After filtering against multiple databases, Sanger sequencing was used to determine whether any of the potential mutations in known genes causing ADNSHI co-segregated with the phenotype in this family. Direct PCR products were sequenced using Bigdyeterminator v3.1 cycle sequencing kits (Applied Biosystems, Foster City, CA, USA) and analysed using an ABI 3700XL Genetic Analyzer.
Segregation of the mutations was evaluated in all family members. Genotyping for c.638A > G was performed by PCR and detected by bidirectional sequencing of the amplified fragments using an automated DNA sequencer (ABI3100); the primers were 5′-CAGAGCCCTCCCTTAGTGAT-3′ and 5′-CGAGGCTACAGCTTCACCAC-3′. Nucleotide alterations were identified by sequence alignment with the ACTG1 GenBank sequence (NG_011433) using Genetool software.
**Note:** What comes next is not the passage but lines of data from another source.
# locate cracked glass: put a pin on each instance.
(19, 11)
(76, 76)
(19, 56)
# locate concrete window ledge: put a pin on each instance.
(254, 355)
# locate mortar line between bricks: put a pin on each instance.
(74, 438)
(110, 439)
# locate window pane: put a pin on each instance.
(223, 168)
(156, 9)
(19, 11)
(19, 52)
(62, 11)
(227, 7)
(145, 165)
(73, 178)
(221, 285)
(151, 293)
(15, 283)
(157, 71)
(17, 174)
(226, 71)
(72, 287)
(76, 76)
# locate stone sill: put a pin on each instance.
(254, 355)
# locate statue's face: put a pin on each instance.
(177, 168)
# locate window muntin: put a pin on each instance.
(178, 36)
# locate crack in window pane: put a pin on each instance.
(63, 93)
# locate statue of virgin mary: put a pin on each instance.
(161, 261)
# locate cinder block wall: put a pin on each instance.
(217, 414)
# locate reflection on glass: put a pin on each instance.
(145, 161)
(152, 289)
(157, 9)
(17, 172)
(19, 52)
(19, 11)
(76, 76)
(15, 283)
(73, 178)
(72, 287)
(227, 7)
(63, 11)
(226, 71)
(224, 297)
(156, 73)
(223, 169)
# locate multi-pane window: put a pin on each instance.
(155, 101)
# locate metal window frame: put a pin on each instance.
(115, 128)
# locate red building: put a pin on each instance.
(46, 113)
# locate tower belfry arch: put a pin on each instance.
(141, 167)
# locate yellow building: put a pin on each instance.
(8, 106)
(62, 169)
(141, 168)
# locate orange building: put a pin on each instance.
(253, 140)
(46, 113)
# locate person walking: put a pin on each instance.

Multiple sequence alignment
Multiple sequence alignment was performed across 15 species using ClustalW2 online (http://www.ebi.ac.uk/Tools/msa/clustalw2/).
Model building and structure-based analysis
Three-dimensional modelling of the human wild-type and p.K213R mutation was performed using SWISS-MODEL , an automated homology modelling program (http://swissmodel.expasy.org/workspace/). We used the automatic modelling approach to model the complete human ACTG1 protein, including its 375 amino acids (NP_001186883.1) with or without the mutations. Data obtained from the homology models were visualised using Swiss-PdbViewer 4.1. Quality of the structure model were assessed by Verify 3D.
Availability of supporting data
Sequence read data of the affected subject (II:3) has been deposited into Sequence Read Archive (; accession number SRP064631).